It's time to catch up on recent reports about the economy. Last Friday's GDP report was somewhat surprising, given the composition of economic growth. While consumption rose moderately (somewhat high by current standards), business investment actually declined. This was likely due to policy issues as some companies moved investment into the fourth quarter of 2011 to take advantage of expiring tax breaks. But even with that, investment growth over the last 2 quarters was lower than any time since the Winter of 2009-10. Investment in equipment grew at an annualized rate of 4.5% over the last 6 months compared to nearly 11% in the previous 6 months. After surging in the Spring and Summer of 2011, investment in structures has declined by about 6.5% in the Fall and Winter (seasonally adjusted, annualized rate). Together, this suggests that the bounceback in investment following the end of the recession is over and firms are now basing their investment decisions on expected economic conditions.
Meanwhile, though consumption was a strong point in the GDP report, the income/spending report released on Monday indicates that consumer spending was slowing down as the first quarter came to an end. After increasing at an annualized rate of nearly 5% in January and February, growth in real consumer spending slowed to just over a 1% rate in March.
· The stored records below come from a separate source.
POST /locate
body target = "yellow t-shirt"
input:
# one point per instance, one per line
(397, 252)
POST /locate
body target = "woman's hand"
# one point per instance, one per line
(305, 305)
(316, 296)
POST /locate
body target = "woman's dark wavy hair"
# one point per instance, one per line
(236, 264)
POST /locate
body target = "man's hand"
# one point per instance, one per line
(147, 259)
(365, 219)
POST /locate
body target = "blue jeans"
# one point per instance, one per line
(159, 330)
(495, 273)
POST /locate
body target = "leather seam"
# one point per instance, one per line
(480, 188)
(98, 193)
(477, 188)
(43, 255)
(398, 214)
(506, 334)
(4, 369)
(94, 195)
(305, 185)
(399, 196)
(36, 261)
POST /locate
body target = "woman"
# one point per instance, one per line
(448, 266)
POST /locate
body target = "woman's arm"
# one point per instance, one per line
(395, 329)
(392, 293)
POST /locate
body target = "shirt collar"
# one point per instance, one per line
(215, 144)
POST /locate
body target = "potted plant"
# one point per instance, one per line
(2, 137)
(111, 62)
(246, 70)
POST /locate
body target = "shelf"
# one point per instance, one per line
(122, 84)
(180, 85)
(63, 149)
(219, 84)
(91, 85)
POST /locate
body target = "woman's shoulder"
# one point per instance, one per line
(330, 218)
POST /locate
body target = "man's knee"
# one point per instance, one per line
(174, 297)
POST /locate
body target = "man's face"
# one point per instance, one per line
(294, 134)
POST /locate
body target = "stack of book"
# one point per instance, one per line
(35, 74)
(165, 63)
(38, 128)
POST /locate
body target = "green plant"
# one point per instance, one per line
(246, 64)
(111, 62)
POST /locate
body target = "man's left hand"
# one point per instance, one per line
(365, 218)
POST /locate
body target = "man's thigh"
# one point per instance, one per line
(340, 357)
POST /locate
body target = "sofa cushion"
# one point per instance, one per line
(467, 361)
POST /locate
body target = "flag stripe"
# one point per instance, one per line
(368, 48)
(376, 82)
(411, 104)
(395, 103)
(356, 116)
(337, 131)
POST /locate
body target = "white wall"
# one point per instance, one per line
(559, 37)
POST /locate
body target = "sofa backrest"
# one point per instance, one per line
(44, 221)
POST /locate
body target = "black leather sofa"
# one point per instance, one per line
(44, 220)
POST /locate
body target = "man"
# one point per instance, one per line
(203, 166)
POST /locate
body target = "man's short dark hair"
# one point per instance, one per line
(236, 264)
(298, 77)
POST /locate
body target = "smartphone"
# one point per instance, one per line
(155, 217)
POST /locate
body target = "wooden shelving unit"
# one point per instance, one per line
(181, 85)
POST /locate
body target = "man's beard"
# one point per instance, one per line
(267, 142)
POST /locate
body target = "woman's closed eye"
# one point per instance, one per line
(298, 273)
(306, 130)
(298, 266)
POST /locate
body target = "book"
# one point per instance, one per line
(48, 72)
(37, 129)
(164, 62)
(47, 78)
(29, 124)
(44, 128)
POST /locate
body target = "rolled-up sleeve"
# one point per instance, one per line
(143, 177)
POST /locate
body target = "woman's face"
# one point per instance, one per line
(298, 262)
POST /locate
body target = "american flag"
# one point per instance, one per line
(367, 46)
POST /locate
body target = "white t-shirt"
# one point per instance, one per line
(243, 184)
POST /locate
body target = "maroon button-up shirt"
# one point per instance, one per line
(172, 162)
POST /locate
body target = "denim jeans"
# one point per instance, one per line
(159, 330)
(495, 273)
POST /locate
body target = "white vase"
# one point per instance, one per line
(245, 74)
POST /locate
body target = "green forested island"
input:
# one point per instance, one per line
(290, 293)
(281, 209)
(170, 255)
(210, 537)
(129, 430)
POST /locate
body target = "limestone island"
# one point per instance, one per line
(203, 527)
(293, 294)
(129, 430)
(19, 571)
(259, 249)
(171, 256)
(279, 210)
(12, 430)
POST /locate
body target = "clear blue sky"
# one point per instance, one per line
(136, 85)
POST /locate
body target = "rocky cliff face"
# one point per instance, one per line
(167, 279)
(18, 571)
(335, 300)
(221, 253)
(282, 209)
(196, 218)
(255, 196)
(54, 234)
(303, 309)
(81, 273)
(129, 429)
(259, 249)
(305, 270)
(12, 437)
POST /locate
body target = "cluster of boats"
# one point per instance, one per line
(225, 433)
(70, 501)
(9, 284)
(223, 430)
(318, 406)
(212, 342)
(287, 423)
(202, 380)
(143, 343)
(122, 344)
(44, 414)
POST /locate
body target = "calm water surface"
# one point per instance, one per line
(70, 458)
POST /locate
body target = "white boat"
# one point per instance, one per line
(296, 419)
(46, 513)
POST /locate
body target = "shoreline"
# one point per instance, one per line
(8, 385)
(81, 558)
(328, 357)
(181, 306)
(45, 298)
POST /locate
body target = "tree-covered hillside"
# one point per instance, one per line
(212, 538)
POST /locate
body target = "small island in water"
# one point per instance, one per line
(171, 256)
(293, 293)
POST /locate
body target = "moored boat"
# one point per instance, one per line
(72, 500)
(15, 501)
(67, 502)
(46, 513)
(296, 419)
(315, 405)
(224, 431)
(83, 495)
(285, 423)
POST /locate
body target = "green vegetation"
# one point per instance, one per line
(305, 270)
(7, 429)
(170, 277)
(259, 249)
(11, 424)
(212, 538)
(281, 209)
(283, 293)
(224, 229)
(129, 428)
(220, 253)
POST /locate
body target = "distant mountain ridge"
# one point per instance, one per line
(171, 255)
At the same time, real disposable income was flat for the quarter, resulting in a lower savings rate (i.e., more spending with flat income results in less savings). This implies that unless income starts to increases more quickly, consumer spending should slow down in the coming months.
Given a slowdown in investment growth and slower, but moderate growth in consumer spending, economic growth should remain moderate through the rest of 2012 (barring some external shock, such as from Spain). As discussed elsewhere, moderate economic growth means that employment growth should also moderate, as already seen in the March employment report. This doesn't mean that the economy is going to worsen, but that it should continue to grow at a modest pace.